S. Abou-Raya and collegues looked at "NUTRITIONAL STATUS IN RELATION TO INFLAMMATORY AND OXIDATIVE STRESS MARKERS: ASSOCIATION WITH DISEASE ACTIVITY IN PATIENTS WITH SYSTEMIC LUPUS ERYTHEMATOSUS". They found 27% of pats. were obese, while 10% were malnourished. " The dietary intake assessment showed a lower intake consumption of fresh fruit, vegetables, milk and other dairy products and an increased intake of fats and oils. Low intake of iron, calcium and zinc was found in 35%, 58% and 78% respectively." In their conclusions they stated: "Interventions aimed at promoting adequate nutritional status may have beneficial effects by decreasing inflammation and oxidative stress and thus may contribute to reduction of comorbidities and improved quality of life in these patients."

S.M. Jung and colleagues presented the following study; "SODIUM CHLORIDE AGGRAVATES ARTHRITIS BY TH17
POLARIZATION". Results: "NaCl promoted the induction of Th17 cells from PBMC in RA patients. Th17 differentiation was progressively upregulated as NaCl concentration increased upto 60 mM. Correspondingly, high salt diet exacerbated the arthritis of CIA mice." Conclusions: "This study suggests that NaCl can aggravate arthritis via Th17 differentiation. High salt condition can contribute to the development and progression of RA." Another hint to advocate low sodium diets to people with rheumatic or musculoskeletal diseases.

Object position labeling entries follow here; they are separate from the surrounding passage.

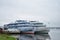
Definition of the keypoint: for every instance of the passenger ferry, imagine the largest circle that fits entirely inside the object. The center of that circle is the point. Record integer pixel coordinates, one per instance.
(26, 26)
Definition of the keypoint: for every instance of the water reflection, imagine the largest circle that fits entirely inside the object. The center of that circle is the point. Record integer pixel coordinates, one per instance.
(34, 37)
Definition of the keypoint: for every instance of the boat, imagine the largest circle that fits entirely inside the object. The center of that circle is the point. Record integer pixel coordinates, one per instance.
(27, 26)
(12, 30)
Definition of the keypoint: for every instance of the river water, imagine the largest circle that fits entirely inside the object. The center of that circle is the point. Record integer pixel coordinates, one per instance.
(54, 34)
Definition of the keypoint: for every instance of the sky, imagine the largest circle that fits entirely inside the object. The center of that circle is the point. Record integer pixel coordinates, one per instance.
(47, 11)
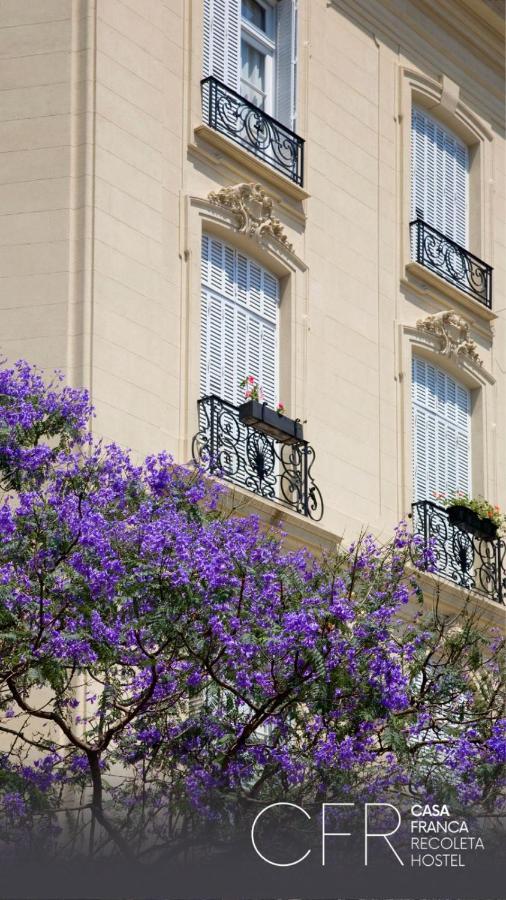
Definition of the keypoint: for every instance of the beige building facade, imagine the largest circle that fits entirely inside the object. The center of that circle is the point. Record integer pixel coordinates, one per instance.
(162, 239)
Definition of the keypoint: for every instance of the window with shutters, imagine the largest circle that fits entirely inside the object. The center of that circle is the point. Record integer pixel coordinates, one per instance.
(440, 177)
(250, 45)
(250, 63)
(439, 226)
(441, 433)
(239, 327)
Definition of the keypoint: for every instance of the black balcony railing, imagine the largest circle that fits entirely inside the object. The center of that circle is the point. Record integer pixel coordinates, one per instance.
(236, 452)
(243, 122)
(451, 262)
(464, 558)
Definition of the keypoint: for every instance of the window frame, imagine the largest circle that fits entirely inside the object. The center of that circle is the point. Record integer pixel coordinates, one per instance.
(264, 43)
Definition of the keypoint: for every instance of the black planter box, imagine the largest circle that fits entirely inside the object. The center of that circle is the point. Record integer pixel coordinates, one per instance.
(262, 418)
(468, 520)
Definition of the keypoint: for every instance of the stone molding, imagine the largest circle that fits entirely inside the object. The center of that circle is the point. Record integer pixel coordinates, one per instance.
(453, 333)
(252, 208)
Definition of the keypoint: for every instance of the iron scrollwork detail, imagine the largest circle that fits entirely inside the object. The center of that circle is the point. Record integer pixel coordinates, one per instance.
(252, 128)
(277, 471)
(451, 261)
(461, 557)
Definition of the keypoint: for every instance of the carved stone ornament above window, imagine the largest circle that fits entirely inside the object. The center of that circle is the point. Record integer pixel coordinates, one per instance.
(253, 210)
(454, 335)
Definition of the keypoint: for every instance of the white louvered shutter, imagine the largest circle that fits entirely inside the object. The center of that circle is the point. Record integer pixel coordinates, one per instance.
(239, 330)
(221, 40)
(441, 433)
(286, 62)
(439, 177)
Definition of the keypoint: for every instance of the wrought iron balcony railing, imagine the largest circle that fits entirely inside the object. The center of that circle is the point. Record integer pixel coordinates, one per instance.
(250, 127)
(469, 561)
(451, 261)
(274, 469)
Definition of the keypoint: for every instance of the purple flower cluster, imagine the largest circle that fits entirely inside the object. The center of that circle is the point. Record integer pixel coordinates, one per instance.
(201, 651)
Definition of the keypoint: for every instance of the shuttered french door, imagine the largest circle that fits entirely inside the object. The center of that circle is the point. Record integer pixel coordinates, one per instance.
(439, 177)
(222, 53)
(222, 39)
(441, 433)
(239, 332)
(286, 62)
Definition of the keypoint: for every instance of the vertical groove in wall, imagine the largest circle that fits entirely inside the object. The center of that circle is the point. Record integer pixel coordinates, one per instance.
(81, 193)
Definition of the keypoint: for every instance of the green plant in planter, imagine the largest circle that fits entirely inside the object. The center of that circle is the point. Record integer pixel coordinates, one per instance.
(254, 391)
(481, 507)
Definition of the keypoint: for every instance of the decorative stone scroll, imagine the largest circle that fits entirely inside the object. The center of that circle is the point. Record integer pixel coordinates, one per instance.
(253, 210)
(453, 333)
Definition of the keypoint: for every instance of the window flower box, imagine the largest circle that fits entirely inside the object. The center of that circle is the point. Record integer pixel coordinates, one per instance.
(468, 520)
(266, 420)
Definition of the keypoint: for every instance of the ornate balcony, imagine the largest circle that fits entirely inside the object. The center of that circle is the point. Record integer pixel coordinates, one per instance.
(244, 123)
(278, 470)
(451, 261)
(470, 561)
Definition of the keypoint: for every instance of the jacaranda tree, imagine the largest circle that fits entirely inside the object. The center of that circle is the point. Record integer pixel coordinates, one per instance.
(156, 653)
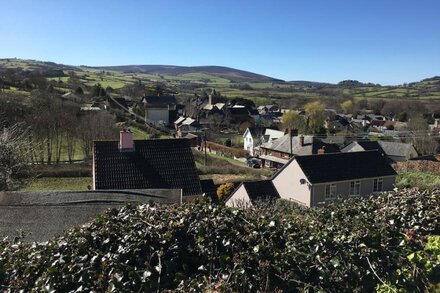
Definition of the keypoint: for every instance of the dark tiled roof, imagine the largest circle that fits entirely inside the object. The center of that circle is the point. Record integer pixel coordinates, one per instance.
(371, 146)
(344, 166)
(310, 146)
(256, 132)
(238, 111)
(43, 215)
(261, 190)
(162, 163)
(208, 186)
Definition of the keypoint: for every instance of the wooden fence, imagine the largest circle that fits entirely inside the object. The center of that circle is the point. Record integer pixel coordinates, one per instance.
(422, 166)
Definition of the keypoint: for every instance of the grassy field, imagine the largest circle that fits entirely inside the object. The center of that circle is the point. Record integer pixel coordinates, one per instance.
(58, 183)
(261, 93)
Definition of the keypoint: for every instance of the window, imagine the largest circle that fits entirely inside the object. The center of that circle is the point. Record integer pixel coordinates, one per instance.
(330, 191)
(378, 184)
(355, 188)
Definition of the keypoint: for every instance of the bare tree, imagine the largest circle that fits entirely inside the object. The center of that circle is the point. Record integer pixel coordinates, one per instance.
(423, 142)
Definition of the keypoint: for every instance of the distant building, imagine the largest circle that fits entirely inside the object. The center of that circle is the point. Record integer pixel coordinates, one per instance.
(394, 151)
(309, 180)
(252, 138)
(314, 179)
(247, 194)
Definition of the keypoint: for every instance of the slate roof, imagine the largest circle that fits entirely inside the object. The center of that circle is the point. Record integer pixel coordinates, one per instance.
(371, 146)
(344, 166)
(311, 145)
(392, 148)
(256, 132)
(161, 163)
(159, 100)
(47, 214)
(238, 111)
(260, 190)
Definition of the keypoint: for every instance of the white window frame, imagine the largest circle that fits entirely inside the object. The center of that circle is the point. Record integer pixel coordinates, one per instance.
(330, 191)
(355, 184)
(376, 183)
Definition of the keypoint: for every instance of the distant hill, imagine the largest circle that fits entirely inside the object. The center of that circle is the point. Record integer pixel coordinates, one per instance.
(219, 71)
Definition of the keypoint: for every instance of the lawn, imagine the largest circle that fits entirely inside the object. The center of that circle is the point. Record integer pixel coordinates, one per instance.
(58, 183)
(422, 180)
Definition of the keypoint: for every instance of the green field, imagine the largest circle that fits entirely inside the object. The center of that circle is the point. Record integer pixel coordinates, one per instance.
(260, 92)
(58, 183)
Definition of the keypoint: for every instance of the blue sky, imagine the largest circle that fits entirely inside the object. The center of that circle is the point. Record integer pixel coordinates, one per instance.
(381, 41)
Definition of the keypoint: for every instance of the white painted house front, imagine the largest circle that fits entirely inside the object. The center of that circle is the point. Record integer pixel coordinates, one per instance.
(251, 139)
(314, 179)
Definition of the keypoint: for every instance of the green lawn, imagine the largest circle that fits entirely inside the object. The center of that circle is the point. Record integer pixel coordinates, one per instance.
(58, 183)
(422, 180)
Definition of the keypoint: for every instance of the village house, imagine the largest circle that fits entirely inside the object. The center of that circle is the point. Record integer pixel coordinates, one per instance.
(277, 153)
(314, 179)
(394, 151)
(253, 137)
(159, 110)
(145, 164)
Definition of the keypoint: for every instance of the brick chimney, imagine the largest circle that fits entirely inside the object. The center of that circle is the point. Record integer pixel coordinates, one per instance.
(301, 140)
(126, 143)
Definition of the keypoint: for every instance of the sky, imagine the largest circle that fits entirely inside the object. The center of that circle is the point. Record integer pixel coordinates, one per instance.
(379, 41)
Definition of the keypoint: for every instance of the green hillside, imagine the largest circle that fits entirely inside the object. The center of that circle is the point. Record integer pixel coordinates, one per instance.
(230, 82)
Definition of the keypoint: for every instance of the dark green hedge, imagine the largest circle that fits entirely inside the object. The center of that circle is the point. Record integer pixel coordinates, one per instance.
(347, 246)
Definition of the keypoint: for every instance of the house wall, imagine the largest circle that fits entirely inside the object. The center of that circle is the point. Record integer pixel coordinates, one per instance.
(343, 188)
(157, 114)
(288, 185)
(239, 198)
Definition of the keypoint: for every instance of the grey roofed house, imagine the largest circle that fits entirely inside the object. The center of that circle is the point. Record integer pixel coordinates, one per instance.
(395, 151)
(159, 101)
(43, 215)
(140, 164)
(310, 180)
(276, 153)
(308, 147)
(248, 194)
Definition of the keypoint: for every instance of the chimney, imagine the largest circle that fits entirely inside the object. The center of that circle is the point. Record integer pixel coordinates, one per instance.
(126, 143)
(301, 140)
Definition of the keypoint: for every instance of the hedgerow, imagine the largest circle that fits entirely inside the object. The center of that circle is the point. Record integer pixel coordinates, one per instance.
(385, 243)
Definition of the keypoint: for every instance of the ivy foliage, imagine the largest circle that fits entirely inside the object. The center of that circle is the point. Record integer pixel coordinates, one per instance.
(380, 243)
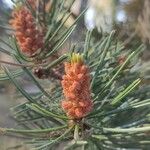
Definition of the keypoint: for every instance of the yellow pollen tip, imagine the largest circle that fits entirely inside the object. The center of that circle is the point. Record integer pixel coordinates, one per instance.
(76, 58)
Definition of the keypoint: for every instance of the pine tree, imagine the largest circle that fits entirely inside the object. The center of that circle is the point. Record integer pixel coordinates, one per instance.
(96, 100)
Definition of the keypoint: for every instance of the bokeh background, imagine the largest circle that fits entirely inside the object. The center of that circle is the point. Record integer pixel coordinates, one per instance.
(130, 19)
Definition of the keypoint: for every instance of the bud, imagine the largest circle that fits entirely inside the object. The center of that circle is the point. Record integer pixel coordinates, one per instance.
(76, 88)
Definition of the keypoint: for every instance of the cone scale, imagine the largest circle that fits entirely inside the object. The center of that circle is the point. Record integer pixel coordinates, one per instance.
(76, 88)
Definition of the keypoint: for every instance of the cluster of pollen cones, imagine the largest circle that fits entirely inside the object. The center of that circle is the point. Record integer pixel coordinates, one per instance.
(76, 89)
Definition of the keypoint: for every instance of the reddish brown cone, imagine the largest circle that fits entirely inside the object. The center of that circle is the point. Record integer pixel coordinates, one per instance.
(76, 88)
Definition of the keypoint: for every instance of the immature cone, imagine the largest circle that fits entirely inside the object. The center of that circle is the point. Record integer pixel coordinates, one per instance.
(76, 88)
(29, 38)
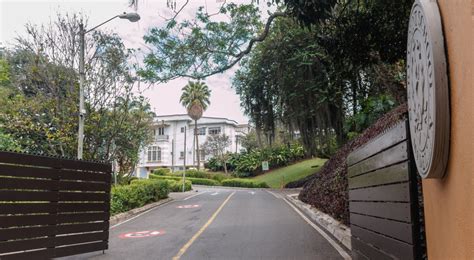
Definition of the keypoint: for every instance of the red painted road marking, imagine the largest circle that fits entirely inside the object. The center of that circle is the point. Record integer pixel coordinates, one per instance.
(141, 234)
(188, 206)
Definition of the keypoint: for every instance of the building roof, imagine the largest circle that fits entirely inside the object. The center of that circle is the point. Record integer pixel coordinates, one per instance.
(202, 120)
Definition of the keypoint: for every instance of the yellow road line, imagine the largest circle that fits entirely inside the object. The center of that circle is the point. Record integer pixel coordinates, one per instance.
(191, 241)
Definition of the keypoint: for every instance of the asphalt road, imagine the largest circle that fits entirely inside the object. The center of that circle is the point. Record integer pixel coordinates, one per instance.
(218, 224)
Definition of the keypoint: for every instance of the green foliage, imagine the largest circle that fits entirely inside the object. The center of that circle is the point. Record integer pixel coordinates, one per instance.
(39, 87)
(217, 146)
(281, 176)
(195, 93)
(372, 109)
(137, 194)
(249, 141)
(197, 181)
(162, 171)
(246, 183)
(214, 164)
(200, 47)
(249, 164)
(8, 143)
(192, 173)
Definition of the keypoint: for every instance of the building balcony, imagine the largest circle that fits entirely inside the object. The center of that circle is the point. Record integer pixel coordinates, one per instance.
(162, 138)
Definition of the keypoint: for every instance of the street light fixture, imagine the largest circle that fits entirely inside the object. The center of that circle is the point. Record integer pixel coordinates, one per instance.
(132, 17)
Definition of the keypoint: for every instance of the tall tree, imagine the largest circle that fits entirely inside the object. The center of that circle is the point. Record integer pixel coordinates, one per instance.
(195, 98)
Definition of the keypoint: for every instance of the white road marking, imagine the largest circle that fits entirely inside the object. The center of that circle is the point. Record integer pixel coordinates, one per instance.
(339, 249)
(274, 195)
(192, 196)
(143, 213)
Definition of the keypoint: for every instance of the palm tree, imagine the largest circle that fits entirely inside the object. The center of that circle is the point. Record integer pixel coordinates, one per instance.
(195, 99)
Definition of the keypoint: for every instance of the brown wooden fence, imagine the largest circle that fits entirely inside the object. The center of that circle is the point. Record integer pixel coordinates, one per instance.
(383, 198)
(51, 207)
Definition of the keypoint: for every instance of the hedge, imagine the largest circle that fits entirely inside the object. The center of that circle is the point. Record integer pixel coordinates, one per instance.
(201, 174)
(197, 181)
(137, 194)
(327, 189)
(244, 183)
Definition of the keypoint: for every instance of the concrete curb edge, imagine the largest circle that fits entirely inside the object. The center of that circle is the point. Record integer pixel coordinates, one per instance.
(339, 231)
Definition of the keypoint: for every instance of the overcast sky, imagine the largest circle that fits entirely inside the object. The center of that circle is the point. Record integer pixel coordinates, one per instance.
(14, 14)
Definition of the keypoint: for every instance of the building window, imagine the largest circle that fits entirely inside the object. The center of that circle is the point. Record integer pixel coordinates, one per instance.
(154, 154)
(161, 131)
(214, 130)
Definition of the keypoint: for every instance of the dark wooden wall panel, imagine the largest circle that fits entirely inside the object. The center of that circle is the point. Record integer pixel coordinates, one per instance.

B. Sundstrom and colleagues looked at: "DIETARY PATTERNS, MACRONUTRIENTS AND ALCOHOL AS RISK FACTORS FOR RHEUMATOID ARTHRITIS". "The study included 386 individuals (271 women, 115 men) who previously had stated their dietary habits as part VIP (Vasterbotten Intervention Program= before the onset of symptoms of RA." Conclusions: "There were no significant associations of the dietary patterns studied on the risk for development of RA in this cohort. Neither were there any associations to the risk for RA with alcohol consumption and on diet examined as macronutrients." That's sobering!

S. Meyfroidt and colleagues presented this meta-study: "NUTRITIONAL INTERVENTIONS IN THE MANAGEMENT OF RHEUMATOID ARTHRITIS: A REVIEW OF THE LITERATURE". "Our search strategy yielded 19 randomized, placebo-controlled clinical
trials including 3 crossover trials." There were ony two trials on diet therapies. "Evidence was found for a reduction in inflammatory activity by adjusting to a Mediterranean or a calorie restriction diet. However, these diets were difficult to comply with and maintain in the long-term." Conclusions: "Supplementation of n-3 fatty acids, a low n-6 fatty acids intake and some diet therapies appeared to have a positive effect in patients with RA. However, most nutritional interventions cannot be effectively and safely recommended for the management of RA due to the limited number of trials, the inconsistencies between trials and the limits of applicability in patients daily life. The current evidence suggests that some supplements and suitable diet therapies may warrant further investigation."

I think the last study is also the most interesting. Patients ask what they can do in form of dietary changes, but we still lack studies.
I'll advise to stop smoking, lower intake of omega-6 fatty acids, increase omega-3 fatty acids, use olive oil, supplement viatmin D3, lower sodium intake. Advice, which isn't based on the above studies might include reducing meat, increasing fruits and veggies, reducing purines.